Being A US Marine — WWII Fighting the Japanese

An excerpt from My Father’s War: Memories from Our Honored WWII Soldiers. Interviewed and written by Charley Valera. Featuring US Marine S/Sgt Albert Pinard.

On April 26, 1942 Albert G. Pinard turned seventeen years old. That same day he enlisted in the US Marine Corps for four years. Following are some details he shared of his life fighting the Japanese Imperial Army in the South Pacific Islands. From Iwo Jima, Okinawa and the Solomon Islands.

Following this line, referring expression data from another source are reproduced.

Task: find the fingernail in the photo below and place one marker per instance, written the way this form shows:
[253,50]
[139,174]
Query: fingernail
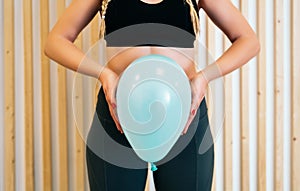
[193,112]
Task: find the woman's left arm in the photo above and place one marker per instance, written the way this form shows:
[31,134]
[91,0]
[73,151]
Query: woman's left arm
[245,46]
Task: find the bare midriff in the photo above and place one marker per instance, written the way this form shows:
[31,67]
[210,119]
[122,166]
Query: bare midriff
[124,56]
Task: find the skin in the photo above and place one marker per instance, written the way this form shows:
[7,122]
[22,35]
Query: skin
[245,45]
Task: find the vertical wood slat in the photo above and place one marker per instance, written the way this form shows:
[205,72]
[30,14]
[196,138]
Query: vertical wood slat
[287,83]
[2,109]
[54,112]
[253,102]
[269,40]
[20,94]
[37,95]
[9,118]
[62,117]
[278,94]
[28,83]
[45,86]
[296,94]
[236,125]
[261,98]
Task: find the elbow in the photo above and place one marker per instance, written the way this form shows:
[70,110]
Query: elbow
[256,45]
[47,47]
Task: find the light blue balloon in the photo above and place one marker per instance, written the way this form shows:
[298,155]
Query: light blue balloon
[153,105]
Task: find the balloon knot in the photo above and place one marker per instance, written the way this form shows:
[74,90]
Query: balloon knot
[153,167]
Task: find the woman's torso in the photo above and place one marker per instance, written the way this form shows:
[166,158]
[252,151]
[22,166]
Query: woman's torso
[129,17]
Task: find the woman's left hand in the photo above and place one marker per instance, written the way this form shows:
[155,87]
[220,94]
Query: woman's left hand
[198,87]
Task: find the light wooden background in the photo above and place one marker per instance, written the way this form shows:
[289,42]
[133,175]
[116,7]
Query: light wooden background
[40,148]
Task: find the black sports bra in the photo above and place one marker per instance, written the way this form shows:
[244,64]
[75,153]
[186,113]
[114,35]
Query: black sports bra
[169,23]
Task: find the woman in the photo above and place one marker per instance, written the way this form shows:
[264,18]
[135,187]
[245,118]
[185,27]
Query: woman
[193,171]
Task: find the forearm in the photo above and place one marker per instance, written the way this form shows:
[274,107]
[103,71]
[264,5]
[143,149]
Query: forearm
[239,53]
[67,54]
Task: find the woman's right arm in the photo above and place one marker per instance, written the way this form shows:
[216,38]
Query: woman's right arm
[59,45]
[60,48]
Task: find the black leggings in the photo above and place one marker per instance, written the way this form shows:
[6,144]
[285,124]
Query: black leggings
[188,170]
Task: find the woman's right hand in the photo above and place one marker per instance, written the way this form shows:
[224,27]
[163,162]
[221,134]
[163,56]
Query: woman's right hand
[109,81]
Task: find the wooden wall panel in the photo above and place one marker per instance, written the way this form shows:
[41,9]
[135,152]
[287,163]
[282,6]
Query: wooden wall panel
[9,105]
[28,83]
[46,105]
[296,95]
[56,114]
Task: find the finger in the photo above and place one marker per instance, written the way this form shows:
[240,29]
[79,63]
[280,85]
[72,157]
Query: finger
[115,118]
[190,119]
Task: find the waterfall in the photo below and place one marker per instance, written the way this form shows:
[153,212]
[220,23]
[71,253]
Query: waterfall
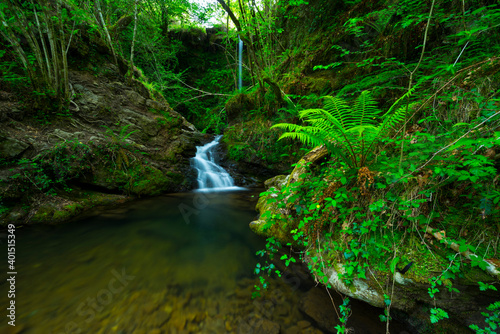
[240,62]
[211,177]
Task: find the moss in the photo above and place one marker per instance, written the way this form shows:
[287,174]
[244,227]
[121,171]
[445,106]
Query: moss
[239,107]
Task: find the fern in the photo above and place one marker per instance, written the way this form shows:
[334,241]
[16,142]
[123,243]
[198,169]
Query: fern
[348,133]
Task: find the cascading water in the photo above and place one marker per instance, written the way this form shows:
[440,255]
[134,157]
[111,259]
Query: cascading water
[211,177]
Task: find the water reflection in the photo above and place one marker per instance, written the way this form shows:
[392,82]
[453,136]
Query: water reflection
[149,267]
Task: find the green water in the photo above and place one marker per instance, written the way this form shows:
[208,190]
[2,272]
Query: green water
[180,263]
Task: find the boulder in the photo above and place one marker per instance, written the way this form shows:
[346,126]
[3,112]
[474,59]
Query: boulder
[11,147]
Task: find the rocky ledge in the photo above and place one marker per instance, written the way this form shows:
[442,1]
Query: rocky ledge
[116,141]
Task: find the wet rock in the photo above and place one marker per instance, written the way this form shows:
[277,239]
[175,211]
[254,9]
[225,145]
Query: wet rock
[319,307]
[255,324]
[11,147]
[156,105]
[146,124]
[68,135]
[134,97]
[87,100]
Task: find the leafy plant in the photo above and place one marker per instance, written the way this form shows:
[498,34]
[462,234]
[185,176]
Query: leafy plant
[350,134]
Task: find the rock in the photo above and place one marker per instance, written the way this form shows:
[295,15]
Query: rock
[87,100]
[155,105]
[146,125]
[255,324]
[134,97]
[68,135]
[11,147]
[276,182]
[319,307]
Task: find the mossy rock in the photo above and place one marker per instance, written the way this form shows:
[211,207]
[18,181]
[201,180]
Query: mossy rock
[239,107]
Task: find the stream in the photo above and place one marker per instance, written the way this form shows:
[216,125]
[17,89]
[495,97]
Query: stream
[179,263]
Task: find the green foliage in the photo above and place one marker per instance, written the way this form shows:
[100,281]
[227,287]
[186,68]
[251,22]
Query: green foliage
[350,134]
[492,320]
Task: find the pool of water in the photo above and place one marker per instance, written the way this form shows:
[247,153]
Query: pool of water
[180,263]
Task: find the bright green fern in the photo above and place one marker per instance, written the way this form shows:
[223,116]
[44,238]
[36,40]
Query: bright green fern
[348,133]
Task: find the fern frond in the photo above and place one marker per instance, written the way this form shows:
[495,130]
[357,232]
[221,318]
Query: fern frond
[339,109]
[307,138]
[365,110]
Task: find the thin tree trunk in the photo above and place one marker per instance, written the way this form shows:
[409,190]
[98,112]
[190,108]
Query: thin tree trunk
[106,31]
[133,42]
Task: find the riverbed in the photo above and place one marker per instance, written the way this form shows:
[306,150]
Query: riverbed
[179,263]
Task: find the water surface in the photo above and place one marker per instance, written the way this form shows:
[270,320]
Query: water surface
[180,263]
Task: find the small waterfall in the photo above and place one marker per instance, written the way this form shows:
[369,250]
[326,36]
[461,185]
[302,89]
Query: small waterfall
[211,177]
[240,62]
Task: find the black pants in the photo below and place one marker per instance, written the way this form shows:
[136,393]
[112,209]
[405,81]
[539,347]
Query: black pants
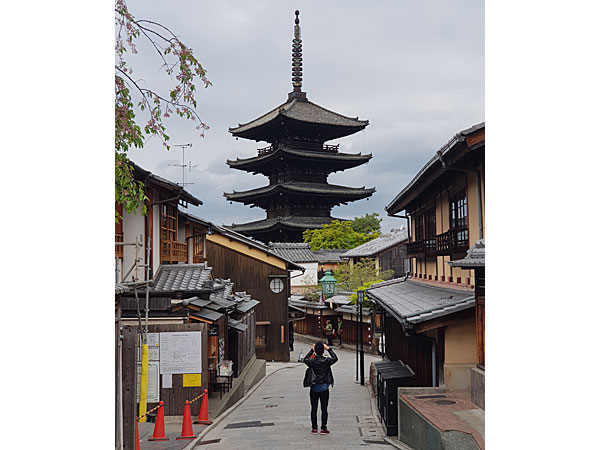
[314,402]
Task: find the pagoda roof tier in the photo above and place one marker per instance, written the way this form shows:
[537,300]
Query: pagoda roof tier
[336,194]
[299,117]
[328,160]
[292,222]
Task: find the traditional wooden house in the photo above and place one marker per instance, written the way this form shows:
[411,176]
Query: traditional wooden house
[388,251]
[253,268]
[429,317]
[144,242]
[297,163]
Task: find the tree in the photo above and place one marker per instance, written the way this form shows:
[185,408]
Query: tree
[337,234]
[177,60]
[363,271]
[367,224]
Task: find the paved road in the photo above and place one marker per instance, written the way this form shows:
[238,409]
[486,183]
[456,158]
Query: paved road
[281,408]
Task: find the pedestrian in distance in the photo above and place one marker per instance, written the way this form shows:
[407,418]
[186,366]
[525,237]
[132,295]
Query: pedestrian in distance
[329,333]
[319,391]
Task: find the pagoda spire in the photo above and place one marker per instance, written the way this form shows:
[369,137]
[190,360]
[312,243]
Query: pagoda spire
[297,62]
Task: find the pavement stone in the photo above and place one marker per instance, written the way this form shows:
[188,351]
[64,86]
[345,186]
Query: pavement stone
[282,405]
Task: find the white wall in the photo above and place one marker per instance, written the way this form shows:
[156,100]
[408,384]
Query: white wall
[133,226]
[310,275]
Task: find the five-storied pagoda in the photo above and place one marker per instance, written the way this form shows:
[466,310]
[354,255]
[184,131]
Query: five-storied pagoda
[297,163]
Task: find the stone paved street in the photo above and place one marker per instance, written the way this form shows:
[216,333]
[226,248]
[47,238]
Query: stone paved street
[282,406]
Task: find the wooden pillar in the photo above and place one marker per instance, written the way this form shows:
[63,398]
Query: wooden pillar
[129,387]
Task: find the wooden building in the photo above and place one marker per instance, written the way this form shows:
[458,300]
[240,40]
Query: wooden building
[388,251]
[297,163]
[256,270]
[429,317]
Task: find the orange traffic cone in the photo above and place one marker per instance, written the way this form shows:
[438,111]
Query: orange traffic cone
[159,426]
[203,416]
[187,431]
[137,434]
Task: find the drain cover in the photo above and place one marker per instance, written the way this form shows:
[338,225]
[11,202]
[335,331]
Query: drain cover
[253,424]
[431,396]
[444,402]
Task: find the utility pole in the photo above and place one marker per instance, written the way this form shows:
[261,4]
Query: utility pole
[361,298]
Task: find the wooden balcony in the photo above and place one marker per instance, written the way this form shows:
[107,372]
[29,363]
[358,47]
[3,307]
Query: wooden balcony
[444,244]
[118,248]
[173,251]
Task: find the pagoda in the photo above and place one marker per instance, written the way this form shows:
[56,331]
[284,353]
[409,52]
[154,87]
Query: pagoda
[297,163]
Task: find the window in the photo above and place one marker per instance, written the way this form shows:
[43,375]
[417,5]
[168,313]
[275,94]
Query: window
[458,219]
[168,222]
[276,285]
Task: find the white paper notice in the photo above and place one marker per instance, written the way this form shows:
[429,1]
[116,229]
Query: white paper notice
[180,352]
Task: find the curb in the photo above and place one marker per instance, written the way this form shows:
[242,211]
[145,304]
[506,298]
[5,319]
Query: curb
[228,411]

“There was a crew and myself, and we had one tent. We were waiting there while the rest of the guys went out on a mission. They never came back. I was alone in that damn tent for about two days,” Pinard remembered sadly. “Eventually, I was one of the last marines to leave Iwo Jima and head to Okinawa.”


In Rabaul, there were high volcanic peaks and low valley areas. Large winding, flowing rivers flowed between the peaks below, leading into a big harbor. The Japanese shipping was suffering from the army, navy, and marines’ constant barrage. “They were now using small boats to ship their supplies,” Pinard said. “They’d use these barges at night to supply all their different bases; they came out of Rabaul. These barges were thirty to forty feet long, made of steel, and armed to the teeth. There were many epic battles between them and our navy PT boats. They’d hide them during the day, camouflage them. But they were in the river, hundreds and hundreds of them,” he recalled.

“We wanted to kill their supply lines, so we went after those barges. Our mission was to come inland, come in between the mountains, strafe, and drop our bombs on those barges … Then it was off to sea. They had guns everywhere, shooting down at us, across at us, and up at us. To me, the most dangerous thing was, you’d have them shooting 90 mms, exploding shells, tracers, and all that, and they’re dangerous but better for high altitudes. As a dive-bomber, we’d have these Swedish design guns called Bofors with four barrels, a big round of ammo with clips of 40 mm. But when you came down on the deck, they’d be firing everything at us. They had 20s, 30s, 40s small arms, all shooting at us as we were going out between the peaks. At this mission there were army fighters, P-38s medium bombers … all kinds of flights, one of the bigger fights. A few hundred planes all going at this. But it was not very coordinated. They were all separate and going at the same time at the targets.
“The exciting thing on this was we knew we were going to be getting a lot of fire. We knew the gunners had to be ready, recover from the g’s, stand up, get over the side. A lot of times you’re shooting up ’cause they’re shooting down and there are tracers everywhere.

“Typically, when you’re on a mission, you have what they call radio silence. You don’t talk to each other over the radio because it helps the enemy radio-detection finders find you. They can home in on the radio waves and locate your position. You can talk to one another in your plane, but not to other planes—unless it’s a real emergency. When that was under way, the Japanese must have had a field day. You knew when a plane was going down because they were calling out ‘Mayday’ or another plane would be calling it out for them and where the approximate place the plane was going down.

“On that mission, I was firing the damn thing over the side and I had trouble with my ring at that time,” Pinard said feverishly, as if it had just occurred. “It wouldn’t lock into position, and every time I fired, the recoil would pull to the other side, and I thought I was going to shoot my tail. But I had to muscle it over the side. The pilot is yelling, ‘Over the other side … over the other side.’ I couldn’t see them. I was so busy myself and, at the same time, they had all these calls for Mayday, Mayday, Mayday, Mayday. I’m thinking, This many planes going down? I couldn’t see them myself. I was so busy myself.”